French people are sometimes viewed by foreigners as being overly stuck up, pinched, coincés, as the French would say – and when you have a word for it, it must be true… right?
I understand where the stereotype comes from; Parisians, for all their virtues, are not the smiliest bunch, especially in comparison to the Americans who are often casting aspersions. But it’s not a fair judgement to make, especially when one considers the residents of the south of France, who are willing and ready to throw a party at a moment’s notice, whatever the reason. At least, that’s the impression I got at the annual Fête de l’Abricot in Rivesaltes.
Apricots are everywhere in July in the south, with giant crates being sold on the side of the road at ridiculously low prices. People stock up and head home to make jam, so that apricot season can last them all year. But when it’s finally time, once again, for the soft fruit to be eaten out of hand with reckless abandon, the good people of Rivesaltes throw a party.

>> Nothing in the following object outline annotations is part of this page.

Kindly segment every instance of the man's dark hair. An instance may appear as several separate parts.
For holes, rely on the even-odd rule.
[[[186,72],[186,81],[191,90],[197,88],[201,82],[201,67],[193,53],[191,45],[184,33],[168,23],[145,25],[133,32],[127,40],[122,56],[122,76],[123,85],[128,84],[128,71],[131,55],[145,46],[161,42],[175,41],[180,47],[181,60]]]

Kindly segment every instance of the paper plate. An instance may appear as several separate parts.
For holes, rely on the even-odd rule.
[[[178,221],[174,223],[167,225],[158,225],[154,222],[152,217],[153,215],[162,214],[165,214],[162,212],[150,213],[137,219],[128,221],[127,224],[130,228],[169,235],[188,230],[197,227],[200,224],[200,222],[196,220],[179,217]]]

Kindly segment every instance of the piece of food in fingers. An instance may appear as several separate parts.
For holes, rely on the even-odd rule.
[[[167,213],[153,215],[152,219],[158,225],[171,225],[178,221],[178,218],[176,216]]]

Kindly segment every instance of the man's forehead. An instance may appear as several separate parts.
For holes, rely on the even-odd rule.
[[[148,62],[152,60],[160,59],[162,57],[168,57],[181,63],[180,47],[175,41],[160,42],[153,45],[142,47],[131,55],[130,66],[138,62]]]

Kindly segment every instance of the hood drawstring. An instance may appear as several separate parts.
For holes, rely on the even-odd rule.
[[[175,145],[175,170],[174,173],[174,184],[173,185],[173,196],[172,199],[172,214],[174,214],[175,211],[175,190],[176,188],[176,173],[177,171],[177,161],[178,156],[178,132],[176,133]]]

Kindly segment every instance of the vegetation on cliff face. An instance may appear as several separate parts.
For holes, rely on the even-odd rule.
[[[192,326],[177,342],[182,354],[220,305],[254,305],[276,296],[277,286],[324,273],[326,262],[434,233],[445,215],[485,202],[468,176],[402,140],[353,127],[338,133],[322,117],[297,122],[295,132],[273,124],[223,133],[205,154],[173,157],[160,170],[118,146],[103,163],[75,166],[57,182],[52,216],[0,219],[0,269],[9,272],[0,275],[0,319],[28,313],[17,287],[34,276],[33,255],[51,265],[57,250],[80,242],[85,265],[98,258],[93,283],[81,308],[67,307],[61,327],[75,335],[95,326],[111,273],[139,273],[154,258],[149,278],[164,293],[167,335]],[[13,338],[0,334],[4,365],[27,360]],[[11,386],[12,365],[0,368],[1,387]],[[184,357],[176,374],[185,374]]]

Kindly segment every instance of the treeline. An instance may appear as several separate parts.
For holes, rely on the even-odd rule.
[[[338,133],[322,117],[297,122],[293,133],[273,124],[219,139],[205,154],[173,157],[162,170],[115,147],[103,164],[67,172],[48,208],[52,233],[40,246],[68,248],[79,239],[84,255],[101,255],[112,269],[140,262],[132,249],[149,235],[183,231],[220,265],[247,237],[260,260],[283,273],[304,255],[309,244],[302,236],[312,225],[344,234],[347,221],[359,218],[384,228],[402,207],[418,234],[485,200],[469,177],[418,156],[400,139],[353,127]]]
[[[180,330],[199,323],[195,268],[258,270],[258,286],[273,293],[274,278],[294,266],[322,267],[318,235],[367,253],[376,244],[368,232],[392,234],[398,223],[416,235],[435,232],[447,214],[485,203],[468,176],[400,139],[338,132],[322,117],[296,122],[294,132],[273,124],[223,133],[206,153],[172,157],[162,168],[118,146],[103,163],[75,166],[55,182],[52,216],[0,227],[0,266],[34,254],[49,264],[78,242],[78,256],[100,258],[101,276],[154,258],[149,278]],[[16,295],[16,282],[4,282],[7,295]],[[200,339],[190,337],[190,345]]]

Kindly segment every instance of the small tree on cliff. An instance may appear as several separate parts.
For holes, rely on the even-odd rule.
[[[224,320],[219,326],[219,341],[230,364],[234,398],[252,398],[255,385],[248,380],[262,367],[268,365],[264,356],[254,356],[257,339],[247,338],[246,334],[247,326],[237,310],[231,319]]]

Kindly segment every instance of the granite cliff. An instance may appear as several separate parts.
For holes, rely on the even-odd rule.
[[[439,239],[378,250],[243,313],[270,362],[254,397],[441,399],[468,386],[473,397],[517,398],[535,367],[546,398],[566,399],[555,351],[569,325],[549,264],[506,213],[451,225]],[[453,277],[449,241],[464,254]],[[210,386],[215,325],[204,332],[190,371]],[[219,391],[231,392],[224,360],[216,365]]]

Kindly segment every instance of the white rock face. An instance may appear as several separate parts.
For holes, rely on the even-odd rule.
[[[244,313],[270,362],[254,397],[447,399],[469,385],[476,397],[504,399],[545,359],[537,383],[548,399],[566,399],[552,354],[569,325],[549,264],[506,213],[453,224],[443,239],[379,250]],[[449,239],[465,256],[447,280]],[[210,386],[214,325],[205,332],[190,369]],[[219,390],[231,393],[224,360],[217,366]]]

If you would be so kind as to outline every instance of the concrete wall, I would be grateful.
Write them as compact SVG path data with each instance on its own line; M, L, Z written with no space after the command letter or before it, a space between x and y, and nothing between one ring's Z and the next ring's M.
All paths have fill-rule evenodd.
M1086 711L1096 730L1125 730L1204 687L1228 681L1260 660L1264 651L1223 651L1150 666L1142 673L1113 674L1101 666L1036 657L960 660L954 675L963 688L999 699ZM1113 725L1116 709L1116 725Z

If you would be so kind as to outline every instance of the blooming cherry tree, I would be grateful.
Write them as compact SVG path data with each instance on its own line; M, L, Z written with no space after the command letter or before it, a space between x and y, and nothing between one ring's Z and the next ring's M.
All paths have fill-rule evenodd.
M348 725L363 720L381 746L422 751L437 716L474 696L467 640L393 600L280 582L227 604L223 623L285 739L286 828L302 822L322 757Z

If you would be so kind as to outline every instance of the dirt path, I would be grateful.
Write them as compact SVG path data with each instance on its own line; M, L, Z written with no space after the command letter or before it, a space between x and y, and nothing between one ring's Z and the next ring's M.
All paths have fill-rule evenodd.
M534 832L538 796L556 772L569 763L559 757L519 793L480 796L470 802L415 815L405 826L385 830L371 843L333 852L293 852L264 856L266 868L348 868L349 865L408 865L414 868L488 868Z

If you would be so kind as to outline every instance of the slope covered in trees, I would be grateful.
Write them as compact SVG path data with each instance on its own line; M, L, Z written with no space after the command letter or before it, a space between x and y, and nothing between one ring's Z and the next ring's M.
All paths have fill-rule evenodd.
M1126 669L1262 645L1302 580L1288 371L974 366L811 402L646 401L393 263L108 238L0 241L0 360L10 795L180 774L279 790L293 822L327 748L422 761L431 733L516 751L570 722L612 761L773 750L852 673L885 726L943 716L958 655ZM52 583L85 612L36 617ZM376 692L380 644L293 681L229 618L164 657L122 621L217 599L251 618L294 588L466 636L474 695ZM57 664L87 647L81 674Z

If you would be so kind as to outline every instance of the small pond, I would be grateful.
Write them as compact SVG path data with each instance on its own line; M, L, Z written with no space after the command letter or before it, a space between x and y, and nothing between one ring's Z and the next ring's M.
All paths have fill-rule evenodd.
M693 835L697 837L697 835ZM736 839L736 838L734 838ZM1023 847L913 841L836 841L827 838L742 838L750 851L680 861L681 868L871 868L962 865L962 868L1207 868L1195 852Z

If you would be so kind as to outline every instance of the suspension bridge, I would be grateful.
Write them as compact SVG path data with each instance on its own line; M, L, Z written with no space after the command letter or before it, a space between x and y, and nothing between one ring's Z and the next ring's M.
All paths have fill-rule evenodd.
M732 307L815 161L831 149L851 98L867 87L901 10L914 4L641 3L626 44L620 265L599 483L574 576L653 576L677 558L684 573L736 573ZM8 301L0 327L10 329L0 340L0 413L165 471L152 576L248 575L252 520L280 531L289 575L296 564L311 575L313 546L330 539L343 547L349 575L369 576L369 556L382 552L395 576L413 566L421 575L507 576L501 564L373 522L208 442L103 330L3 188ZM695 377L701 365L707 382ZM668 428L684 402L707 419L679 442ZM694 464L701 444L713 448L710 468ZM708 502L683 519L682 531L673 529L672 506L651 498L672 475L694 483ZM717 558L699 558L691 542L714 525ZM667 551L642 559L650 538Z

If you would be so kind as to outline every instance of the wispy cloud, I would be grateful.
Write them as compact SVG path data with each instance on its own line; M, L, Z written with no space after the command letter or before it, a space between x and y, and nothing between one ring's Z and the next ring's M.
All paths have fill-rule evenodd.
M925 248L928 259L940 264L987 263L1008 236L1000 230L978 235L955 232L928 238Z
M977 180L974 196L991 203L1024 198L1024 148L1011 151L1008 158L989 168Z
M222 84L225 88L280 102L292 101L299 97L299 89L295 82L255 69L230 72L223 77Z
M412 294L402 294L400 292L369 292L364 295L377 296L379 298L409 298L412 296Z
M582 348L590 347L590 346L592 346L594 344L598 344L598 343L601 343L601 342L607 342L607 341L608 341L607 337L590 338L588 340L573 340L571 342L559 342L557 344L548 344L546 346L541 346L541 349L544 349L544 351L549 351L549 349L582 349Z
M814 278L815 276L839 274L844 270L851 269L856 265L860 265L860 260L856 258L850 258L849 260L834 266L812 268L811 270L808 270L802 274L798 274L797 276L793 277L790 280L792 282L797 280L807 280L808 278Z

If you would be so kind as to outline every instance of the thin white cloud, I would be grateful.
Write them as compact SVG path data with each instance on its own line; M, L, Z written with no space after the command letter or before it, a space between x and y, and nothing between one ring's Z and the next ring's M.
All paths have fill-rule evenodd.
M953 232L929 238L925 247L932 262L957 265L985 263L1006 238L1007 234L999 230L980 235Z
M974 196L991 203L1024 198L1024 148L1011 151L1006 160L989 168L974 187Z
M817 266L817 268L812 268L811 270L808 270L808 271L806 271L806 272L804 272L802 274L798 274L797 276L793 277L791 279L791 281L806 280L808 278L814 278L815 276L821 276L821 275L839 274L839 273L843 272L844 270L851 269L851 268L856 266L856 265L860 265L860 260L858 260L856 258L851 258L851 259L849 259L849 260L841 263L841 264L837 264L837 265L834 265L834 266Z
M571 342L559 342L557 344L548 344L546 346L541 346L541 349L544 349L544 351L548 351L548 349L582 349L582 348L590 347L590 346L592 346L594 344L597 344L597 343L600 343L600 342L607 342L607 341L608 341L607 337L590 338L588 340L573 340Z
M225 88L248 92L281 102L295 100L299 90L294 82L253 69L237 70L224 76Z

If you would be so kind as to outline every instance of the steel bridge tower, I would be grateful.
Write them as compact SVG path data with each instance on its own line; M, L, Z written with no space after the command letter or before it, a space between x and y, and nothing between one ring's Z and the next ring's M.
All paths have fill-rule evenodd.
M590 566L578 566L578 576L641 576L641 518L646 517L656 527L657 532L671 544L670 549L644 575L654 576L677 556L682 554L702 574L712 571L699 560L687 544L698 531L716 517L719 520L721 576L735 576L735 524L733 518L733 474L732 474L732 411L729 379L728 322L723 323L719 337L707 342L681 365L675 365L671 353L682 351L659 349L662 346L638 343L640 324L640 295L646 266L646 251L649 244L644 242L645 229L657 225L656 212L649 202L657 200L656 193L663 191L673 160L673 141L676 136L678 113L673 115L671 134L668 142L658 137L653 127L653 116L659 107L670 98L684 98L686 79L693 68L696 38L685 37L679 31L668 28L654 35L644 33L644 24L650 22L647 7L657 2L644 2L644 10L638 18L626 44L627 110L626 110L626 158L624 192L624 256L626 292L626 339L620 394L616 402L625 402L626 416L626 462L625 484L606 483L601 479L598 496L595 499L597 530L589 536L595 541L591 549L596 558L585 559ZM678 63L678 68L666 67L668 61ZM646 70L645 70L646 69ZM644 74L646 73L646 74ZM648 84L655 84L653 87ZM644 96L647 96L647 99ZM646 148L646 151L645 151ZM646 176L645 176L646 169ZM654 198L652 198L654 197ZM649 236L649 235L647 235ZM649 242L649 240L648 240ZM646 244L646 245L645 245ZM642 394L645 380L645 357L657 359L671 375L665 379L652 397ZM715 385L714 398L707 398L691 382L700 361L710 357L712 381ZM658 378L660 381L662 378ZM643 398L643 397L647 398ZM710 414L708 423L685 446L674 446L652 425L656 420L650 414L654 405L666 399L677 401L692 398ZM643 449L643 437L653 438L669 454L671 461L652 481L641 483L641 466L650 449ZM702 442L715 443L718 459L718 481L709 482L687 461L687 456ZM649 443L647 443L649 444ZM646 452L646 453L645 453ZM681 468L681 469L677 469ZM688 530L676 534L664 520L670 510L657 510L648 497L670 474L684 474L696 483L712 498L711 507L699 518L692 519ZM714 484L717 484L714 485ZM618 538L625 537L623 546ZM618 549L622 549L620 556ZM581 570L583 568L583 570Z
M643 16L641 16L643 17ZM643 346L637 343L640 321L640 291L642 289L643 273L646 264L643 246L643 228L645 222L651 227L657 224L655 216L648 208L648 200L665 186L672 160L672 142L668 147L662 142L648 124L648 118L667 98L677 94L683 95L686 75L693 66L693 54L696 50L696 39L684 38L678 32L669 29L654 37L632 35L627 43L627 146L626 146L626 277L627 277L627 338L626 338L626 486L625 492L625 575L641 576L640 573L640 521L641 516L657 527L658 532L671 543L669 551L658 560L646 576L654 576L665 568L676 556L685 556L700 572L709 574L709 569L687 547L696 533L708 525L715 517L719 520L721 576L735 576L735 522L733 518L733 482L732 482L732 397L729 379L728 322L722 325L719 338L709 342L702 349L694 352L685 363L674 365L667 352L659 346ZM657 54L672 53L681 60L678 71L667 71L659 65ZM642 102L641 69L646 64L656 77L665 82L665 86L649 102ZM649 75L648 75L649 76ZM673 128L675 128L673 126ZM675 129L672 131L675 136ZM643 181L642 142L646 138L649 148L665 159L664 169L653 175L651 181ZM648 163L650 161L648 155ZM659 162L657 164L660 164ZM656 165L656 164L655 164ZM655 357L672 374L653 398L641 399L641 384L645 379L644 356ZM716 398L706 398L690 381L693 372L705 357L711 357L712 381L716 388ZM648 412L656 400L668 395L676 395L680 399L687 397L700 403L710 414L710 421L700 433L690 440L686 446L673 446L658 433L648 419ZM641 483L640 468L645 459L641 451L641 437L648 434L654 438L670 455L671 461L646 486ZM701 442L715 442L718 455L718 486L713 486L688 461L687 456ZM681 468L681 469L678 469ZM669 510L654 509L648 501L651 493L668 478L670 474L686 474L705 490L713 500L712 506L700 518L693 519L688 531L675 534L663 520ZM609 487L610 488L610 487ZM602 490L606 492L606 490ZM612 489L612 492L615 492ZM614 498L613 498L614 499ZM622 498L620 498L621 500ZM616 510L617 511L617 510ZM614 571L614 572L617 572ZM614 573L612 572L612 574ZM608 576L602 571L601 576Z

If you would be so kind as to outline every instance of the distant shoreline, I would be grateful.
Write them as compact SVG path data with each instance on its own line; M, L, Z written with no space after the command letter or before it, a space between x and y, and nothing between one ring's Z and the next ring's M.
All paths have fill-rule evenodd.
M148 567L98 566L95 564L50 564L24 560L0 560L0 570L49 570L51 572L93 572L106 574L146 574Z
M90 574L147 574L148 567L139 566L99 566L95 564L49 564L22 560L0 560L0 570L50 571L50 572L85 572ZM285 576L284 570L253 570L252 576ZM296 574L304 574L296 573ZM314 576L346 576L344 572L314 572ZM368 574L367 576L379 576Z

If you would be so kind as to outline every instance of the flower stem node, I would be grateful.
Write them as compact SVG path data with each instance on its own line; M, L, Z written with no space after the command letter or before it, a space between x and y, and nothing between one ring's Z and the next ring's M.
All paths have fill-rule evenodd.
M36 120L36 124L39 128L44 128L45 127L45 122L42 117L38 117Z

The mid-July Fête de l’Abricot combines the very best of farmer’s markets, county fairs and barbecues. Stalls pop up selling homemade jams and pies; grillmasters prepare sausages in half-baguettes and plastic cups of local wine and Abricotade — a drink made of sweet white wine and apricots. I grab a sandwich and join the assembly of people positioned before a platform, waiting for I’m not quite sure what to transpire.
People slowly begin to fill the dozen-or-so seats in front of a giant table, and an emcee stands before them. Crates of apricots are loaded onto the stage. Oh… I see.
The Fête de l’Abricot’s version of a hot-dog eating contest involves the contestants ingesting as many apricots as they can in ninety seconds. When the winner stands, he is weighed… and given his weight in apricots as a prize.